Ooh… only two replies, I saw. And thought: I’ll jump in with “Sugar Mountain”; no one else will post that one. I’ll score fast and hard.

Sure I will. Sure.

My favorite actually came out long after I was officially in the Young Adult category, but it’s always been one of my favorite genres anyway. My mother is a sixth grade teacher, so she’s a good source of good new books.

The Giver, by Lois Lowry, is a soft sci-fi book about a future utopic(ish) community and a young protaganists’ loss of innocence as he ends his childhood. It’s really great, although there is one scene which a lot of kids find profoundly disturbing, and it’s best to read with someone around to answer difficult questions for those under 14 or so.

It seems to me, that a big part of the first film is about Luke growing up from a boy to a man. His determination to leave his uncle’s safe life is a common theme. Is there a name for the role of Han Solo (young adult who helps the boy in his own transistion)?
This is a theme I find interesting-any Greek myths associated with it?

I love Harry Chapin’s Cat’s in the Cradle, an ironic song about a kid who grows up to be just like his dad.

Childhood’s End, by Pink Floyd. Okay, not really. But it is a great song.

A Day No Pigs Would Die by Robert Newton Peck, about a Shaker boy in 1930s Vermont losing the trappings of childhood rather abruptly.

The Brass Ring by Bill Mauldin. Bill’s autobiography, from childhood on the mexican border to the duration of WWII. Surprising how many youthful illusions he held onto well into his wartime experiences.

Chattahoochie by Alan Jackson.

Turn Around

Childhood’s End, by the recently late Arthur C. Clarke.

Here, the entire human race leaves its childhood behind.

To Kill A Mockingbird

Technically, the characters in Logan’s Run only barely made it to adulthood.

I think Neil Diamond’s* Shiloh * & Peter Paul & Mary’s *Puff the Magic Dragon * are my favorite examples of this, musically. Book wise, It’d be A Tree Grows In Brooklyn

The last story in the Winnie The Pooh books has the tear-jerkiest example of this theme. The loss and separation as Christopher Robin is heading off to school are palpable.

In the film version they made it to 30.

In the original novel childhood ended at age 14 and they had a full seven years of adulthood before Sleep.

Well, they called 14-21 adulthood, but that doesn’t make it so.
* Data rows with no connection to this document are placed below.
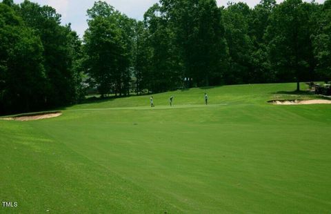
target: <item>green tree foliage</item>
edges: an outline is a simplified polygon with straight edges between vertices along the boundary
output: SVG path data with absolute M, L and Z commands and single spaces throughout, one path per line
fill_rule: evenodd
M 313 6 L 287 0 L 275 8 L 266 30 L 270 66 L 277 81 L 312 80 L 315 64 L 310 25 Z
M 85 65 L 102 96 L 128 95 L 133 66 L 135 21 L 115 11 L 104 1 L 88 10 L 84 35 Z
M 81 44 L 70 25 L 61 26 L 61 15 L 48 6 L 29 1 L 0 5 L 0 113 L 77 101 Z
M 0 112 L 43 106 L 46 86 L 41 41 L 4 3 L 0 3 Z
M 331 1 L 317 10 L 317 28 L 312 37 L 317 76 L 331 79 Z

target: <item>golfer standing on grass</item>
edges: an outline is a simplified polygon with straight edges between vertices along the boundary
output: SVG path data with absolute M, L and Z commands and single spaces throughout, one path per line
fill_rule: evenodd
M 153 97 L 150 97 L 150 107 L 154 107 Z
M 208 104 L 208 95 L 206 93 L 205 93 L 205 103 L 206 105 Z

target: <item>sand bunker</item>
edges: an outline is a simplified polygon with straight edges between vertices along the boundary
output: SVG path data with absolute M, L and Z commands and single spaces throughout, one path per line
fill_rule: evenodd
M 62 115 L 61 112 L 44 113 L 38 113 L 38 114 L 33 114 L 33 115 L 19 115 L 19 116 L 12 117 L 0 118 L 0 119 L 30 121 L 30 120 L 37 120 L 37 119 L 57 117 L 60 116 L 61 115 Z
M 331 104 L 328 99 L 311 99 L 311 100 L 272 100 L 269 103 L 274 105 L 309 105 L 309 104 Z

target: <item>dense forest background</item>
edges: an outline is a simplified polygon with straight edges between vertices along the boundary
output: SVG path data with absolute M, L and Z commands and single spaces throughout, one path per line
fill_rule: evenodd
M 104 1 L 87 12 L 81 39 L 51 7 L 0 3 L 0 115 L 74 104 L 89 88 L 123 96 L 331 77 L 331 0 L 160 0 L 143 21 Z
Tori Amos has two touching songs that deal with growing up. My favorite (one of my favorite songs in general, actually), called Winter, is about a girl growing up and dealing with the fact that her father won’t always be around the way he is when she’s a child. I always loved this song, and then my daughter was born, and now it’s really affecting.

I hear a voice you must learn to stand up
For yourself cause I can’t always be around
He says when you gonna make up your mind
When you gonna love you as much as I do
When you gonna make up your mind
Cause things are gonna change so fast
All the white horses are still in bed
I tell you that I’ll always want you near
You say that things change my dear

The other is called Ribbons Undone, a lighter song told from a parent’s perspective about a little girl growing up. Treacley as hell, but still cute:

My little pony is growing up fast
she corrects me and says
“You mean a thoroughbred”
A look in her eye says the battle’s beginning
From school she comes home and cries
I don’t want to grow up Mom
At least not tonight

“Morning Girl” by Neon Philharmonic

When my friends* turned 20 (You can’t be 20 on Sugar Mountain), we had a Sugar Mountain party, to celebrate the end of our childhood (and incidentally, get wildly drunk). We brought pictures of our parents (And the candy floss you had/And your mother and your dad) and had plenty of colored balloons. Several of us pretended it was our first cigarette.

Some of us were a little too much into Neil Young.

I also nominate To Kill a Mockingbird and A Tree Grows in Brooklyn, as well as a funny little book on which the movie Paper Moon was based, Addie Pray.

  • I, however, was only turning 19 that year and, befitting my still-childhood state, I wore a frilly dress and carried a big lollypop!